According to Jens Laerke, “access is a major challenge, though, with most of the flood-affected areas inaccessible by road, and the transport of aid by air is very costly.”
The people affected by flooding reflects a 23 per cent increase in the numbers of people reported to be affected since the end of August.
“Some of the flood-affected counties are also affected by ongoing violence, which creates significant challenges for the people affected and the humanitarians who try to respond to their needs”, Laerke said.
Rapid needs assessments have been completed in 15 of the 22 counties affected by the flooding in South Sudan. Humanitarians are responding to the needs of people in most of the flood-affected counties. “Dikes repaired in Bor South and Pibor ahead of the floods seem to have helped to protect many areas from flooding since May”, Laerke noted. “However, water levels are now dangerously high in both counties and many dikes are close to overflowing. If that happens, the impact on people already deemed vulnerable due to previous years of flooding, violence, and food insecurity will be devastating.”

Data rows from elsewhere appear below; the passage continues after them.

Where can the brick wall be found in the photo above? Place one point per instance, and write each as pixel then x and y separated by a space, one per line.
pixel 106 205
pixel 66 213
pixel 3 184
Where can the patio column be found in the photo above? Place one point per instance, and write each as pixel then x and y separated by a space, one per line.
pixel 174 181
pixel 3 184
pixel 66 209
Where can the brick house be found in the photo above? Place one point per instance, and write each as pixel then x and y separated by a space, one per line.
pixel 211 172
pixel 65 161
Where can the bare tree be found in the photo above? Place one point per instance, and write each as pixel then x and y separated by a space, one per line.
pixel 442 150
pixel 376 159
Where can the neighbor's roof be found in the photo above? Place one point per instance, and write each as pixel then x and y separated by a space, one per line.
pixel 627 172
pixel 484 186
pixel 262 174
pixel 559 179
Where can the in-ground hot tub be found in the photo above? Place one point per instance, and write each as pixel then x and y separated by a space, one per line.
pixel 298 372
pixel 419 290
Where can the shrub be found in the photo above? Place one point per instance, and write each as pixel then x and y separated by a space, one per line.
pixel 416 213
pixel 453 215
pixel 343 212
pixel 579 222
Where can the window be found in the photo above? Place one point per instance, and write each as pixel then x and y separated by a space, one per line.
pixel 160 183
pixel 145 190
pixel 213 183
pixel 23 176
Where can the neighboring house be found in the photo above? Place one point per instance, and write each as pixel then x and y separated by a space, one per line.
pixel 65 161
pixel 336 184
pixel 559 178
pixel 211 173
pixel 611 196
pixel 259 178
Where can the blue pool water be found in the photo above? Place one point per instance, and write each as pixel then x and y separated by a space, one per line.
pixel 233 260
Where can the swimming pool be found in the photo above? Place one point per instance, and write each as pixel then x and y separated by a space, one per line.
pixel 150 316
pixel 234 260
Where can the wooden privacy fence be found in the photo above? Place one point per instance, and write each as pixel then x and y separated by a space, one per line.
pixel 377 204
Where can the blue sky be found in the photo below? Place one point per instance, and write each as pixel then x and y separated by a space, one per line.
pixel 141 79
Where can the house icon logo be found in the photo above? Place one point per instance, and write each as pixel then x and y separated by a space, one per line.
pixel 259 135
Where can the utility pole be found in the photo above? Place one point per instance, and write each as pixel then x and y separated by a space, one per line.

The US$1.7 billion response plan for South Sudan is currently 61 per cent funded.
In Sudan, more than 314,000 people have also been affected by heavy rains since July.
Fourteen states out of 18 in Sudan have been hit by the floods and the number of people affected has increased more than five-fold since the end of August. White Nile, Gedaref and Aj Jazirah states in the south-east are the worst hit.
The UN in Sudan has made projections for the remainder of the year and warns that without additional resources, 330,000 people would not receive adequate water, sanitation and hygiene support, 290,000 would be left without a shelter response; and over a quarter of a million people would be deprived of essential health services.